With respect to whether the Appeal Committee acted in bad faith, the Court noted that the onus of establishing that bad faith existed fell on the person alleging it. Supposition and suspicion were no substitutes for evidence. The Court found that nothing in the evidence demonstrated that the Appeal Committee was substantially influenced in reaching its conclusion by improper or irrelevant considerations to warrant curial interference and a finding of bad faith.

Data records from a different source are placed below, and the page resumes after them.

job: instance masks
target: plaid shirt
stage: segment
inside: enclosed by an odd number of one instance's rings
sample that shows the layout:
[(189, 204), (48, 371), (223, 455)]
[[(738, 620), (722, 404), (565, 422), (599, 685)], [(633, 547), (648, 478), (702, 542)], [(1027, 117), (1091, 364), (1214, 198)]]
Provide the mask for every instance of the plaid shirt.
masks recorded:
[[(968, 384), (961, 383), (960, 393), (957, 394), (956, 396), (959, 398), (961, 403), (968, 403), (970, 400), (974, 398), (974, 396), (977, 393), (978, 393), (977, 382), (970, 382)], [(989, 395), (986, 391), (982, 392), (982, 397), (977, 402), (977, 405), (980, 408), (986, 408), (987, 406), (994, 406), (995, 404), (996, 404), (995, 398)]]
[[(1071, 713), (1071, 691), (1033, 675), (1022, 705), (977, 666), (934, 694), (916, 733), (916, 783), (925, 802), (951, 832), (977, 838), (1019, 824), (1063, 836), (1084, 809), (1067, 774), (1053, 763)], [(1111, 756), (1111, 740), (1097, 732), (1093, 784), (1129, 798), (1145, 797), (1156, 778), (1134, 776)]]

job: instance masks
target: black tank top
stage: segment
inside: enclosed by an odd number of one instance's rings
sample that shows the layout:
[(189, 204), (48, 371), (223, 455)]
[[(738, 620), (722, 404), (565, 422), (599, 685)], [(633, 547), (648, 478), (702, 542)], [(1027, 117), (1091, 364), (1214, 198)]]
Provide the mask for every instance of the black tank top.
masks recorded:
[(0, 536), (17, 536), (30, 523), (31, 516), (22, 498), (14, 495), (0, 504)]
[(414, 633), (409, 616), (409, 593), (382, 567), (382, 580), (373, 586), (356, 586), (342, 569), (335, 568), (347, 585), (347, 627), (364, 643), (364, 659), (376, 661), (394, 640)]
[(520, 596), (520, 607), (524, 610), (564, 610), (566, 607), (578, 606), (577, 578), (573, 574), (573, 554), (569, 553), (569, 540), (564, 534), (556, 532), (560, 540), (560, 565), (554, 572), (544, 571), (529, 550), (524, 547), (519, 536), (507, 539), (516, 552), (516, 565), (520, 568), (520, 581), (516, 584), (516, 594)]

The Court then considered the Applicant’s argument that the Appeal Committee failed to comply with the principles of procedural fairness by allowing a city councillor to be present at the hearing and make submissions in support of the appeal when he was not a party to the proceedings nor a member of the Appeal Committee. The Court noted that nothing in the City’s bylaws prohibited this person from participating in the appeal as he did. Nothing on the record remotely suggested that others were not afforded an opportunity to speak. The Court held that a flexible approach should be taken in such cases, recognizing that the test of reasonable apprehension of prejudgment was too stringent and could not have been intended by the legislature to apply to municipal councillors. There was nothing inherent in councillors’ hybrid functions that made it mandatory or desirable to excuse them from the requirement that they refrain from dealing with matters in respect of which they have either a personal or other interest. Where such an interest is found, both at common law and by statute a member of council is disqualified if the interest is so related to the exercise of public duty that a reasonably well informed person would conclude that it might influence the exercise of that duty. Adopting that approach, the Court found no basis on which the Councillor’s participation should vitiate the Appeal Committee’s decision. The Applicant therefore had not demonstrated that the Appeal Committee failed to observe the rules of natural justice and, in particular, its duty to be fair.

The application was therefore dismissed.